206.183.1.74 - - [24/Dec/2013:07:56:35 -0800] "GET /robots.txt HTTP/1.1" 301 513 "-" "Mozilla/4.0 (compatible; http://search.thunderstone.com/texis/websearch/about.html)"
206.183.1.74 - - [24/Dec/2013:07:56:35 -0800] "GET / HTTP/1.1" 301 492 "-" "Mozilla/4.0 (compatible; http://search.thunderstone.com/texis/websearch/about.html)"
206.183.1.74 - - [24/Dec/2013:07:56:35 -0800] "GET / HTTP/1.1" 200 870 "-" "Mozilla/4.0 (compatible; http://search.thunderstone.com/texis/websearch/about.html)"
Possibly they thought they could hide among the thousands of lines of checklink hits (brand-new site, not yet visible to the public) in the same day's logs.
robots.txt currently says, in full,
User-Agent: W3C-checklink
Disallow:
User-Agent: *
Disallow: /
It goes beyond "Which part of {asterisk} did you not understand?"* They seem to go out of their way to look for roboted-out files and under-the-radar sites. Compare
this thread [webmasterworld.com] from early 2011. I've never seen them on my "real" site, only on assorted backwaters.

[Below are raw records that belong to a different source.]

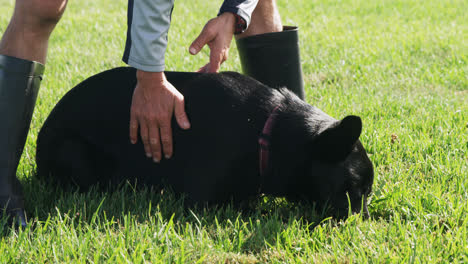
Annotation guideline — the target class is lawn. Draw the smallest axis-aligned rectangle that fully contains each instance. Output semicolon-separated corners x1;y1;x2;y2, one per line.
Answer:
0;0;468;263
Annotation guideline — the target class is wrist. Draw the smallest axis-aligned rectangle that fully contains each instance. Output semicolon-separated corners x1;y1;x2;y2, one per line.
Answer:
136;70;166;83
221;12;247;35
219;12;242;34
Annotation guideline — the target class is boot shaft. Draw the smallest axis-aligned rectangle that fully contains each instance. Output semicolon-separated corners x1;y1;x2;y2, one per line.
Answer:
0;55;44;198
236;26;304;99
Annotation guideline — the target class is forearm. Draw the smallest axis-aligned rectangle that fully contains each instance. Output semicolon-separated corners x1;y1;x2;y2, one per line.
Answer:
219;0;258;27
123;0;174;72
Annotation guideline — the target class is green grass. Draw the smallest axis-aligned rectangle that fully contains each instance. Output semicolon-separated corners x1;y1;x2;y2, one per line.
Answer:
0;0;468;263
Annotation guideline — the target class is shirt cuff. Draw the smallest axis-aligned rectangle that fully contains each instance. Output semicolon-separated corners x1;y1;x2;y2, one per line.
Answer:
127;57;165;72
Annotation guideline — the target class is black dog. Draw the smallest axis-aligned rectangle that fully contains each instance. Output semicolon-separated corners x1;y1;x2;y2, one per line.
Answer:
36;68;373;215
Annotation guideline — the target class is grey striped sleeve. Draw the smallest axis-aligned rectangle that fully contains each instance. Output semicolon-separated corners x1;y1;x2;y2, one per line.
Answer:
122;0;174;72
218;0;258;27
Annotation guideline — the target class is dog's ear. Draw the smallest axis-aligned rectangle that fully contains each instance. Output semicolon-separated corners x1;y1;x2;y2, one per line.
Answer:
312;116;362;161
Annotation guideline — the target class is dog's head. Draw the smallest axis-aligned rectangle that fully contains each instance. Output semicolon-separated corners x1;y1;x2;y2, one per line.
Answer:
304;116;374;216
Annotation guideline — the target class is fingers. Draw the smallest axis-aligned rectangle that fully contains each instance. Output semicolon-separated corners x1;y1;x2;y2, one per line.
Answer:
159;121;172;159
207;49;225;72
145;119;161;163
139;122;152;158
197;63;210;73
130;108;138;144
174;95;190;129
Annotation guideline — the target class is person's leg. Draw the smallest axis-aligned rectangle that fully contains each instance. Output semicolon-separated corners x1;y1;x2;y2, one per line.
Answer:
0;0;67;226
236;0;304;99
0;0;68;64
236;0;283;40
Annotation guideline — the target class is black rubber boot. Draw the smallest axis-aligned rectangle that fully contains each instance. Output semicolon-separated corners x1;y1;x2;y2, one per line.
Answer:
0;55;44;227
236;26;304;99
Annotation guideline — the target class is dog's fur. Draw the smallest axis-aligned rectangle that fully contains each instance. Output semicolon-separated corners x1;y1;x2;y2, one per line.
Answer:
36;68;373;217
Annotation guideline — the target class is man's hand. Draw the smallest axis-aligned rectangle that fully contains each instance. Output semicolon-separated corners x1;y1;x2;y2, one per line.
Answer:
189;12;236;72
130;70;190;162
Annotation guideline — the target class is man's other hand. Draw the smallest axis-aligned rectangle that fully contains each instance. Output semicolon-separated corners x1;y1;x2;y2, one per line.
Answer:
130;70;190;162
189;12;236;72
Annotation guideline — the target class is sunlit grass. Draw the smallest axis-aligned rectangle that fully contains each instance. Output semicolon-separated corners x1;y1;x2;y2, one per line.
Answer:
0;0;468;263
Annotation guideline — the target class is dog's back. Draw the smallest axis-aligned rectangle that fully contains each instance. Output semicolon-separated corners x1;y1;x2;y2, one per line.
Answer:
36;68;373;217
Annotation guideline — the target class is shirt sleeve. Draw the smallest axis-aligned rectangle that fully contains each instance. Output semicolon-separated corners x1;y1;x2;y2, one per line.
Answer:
122;0;174;72
218;0;258;27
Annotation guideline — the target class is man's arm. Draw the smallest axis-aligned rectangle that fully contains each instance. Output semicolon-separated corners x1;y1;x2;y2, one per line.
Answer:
189;0;258;72
123;0;190;162
123;0;174;72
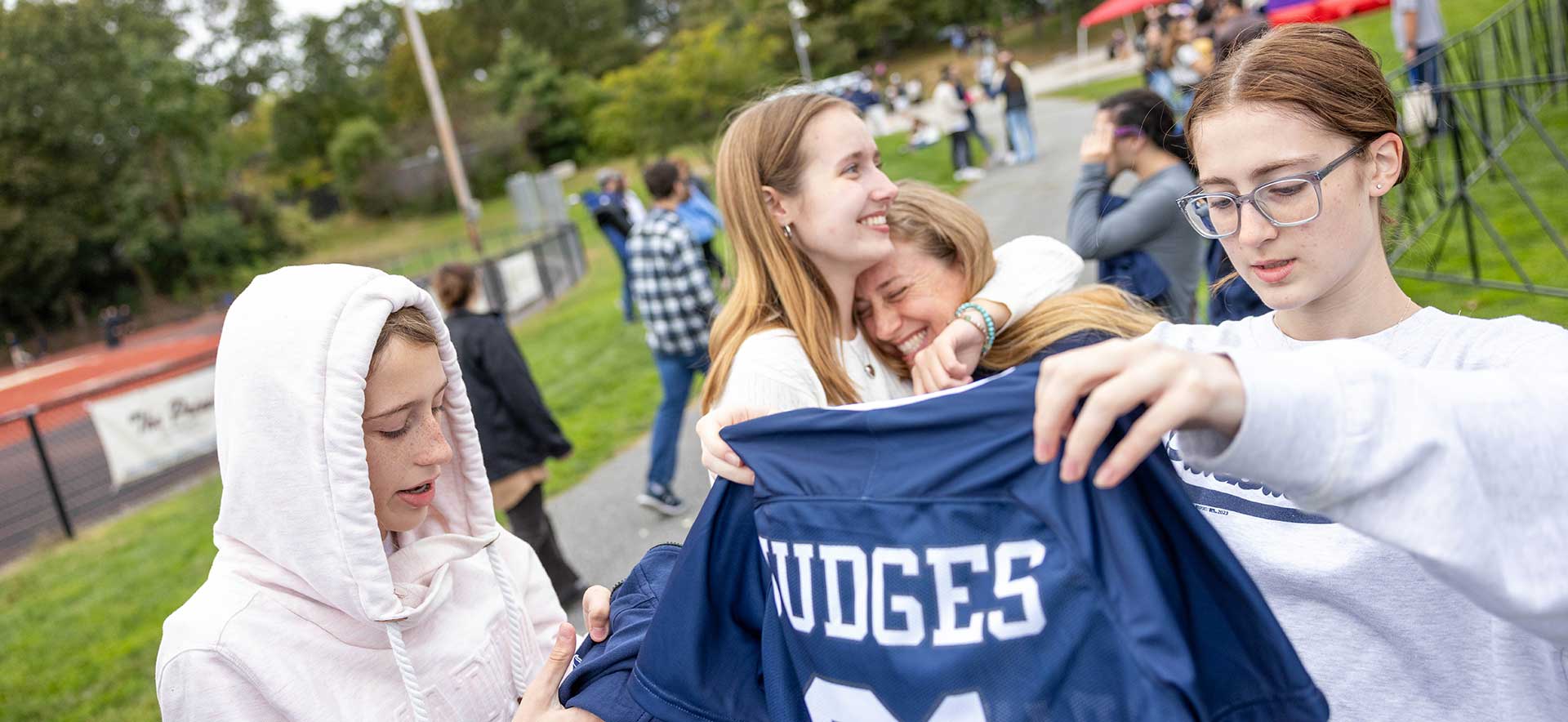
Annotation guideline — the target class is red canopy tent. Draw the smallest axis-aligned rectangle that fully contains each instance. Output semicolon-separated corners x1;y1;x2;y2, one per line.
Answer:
1079;0;1171;58
1268;0;1389;25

Cursory Forums search suggests they've been at it-- whatever "it" is-- since 2001**. Their current home is 206.183.0.0/19.
* Or, for that matter, "Which part of 301 did you not understand?" Note the pattern of redirects. My host's logs can be a bit hiccupy, so it's not even certain that they asked for robots.txt before asking for the front page-- currently the host's "coming soon" default, so neener-neener. What is certain is that they never bothered to follow the redirect.
** I had no idea there was such a thing as a lapsed or inactive member. That's how long ago 2001 was.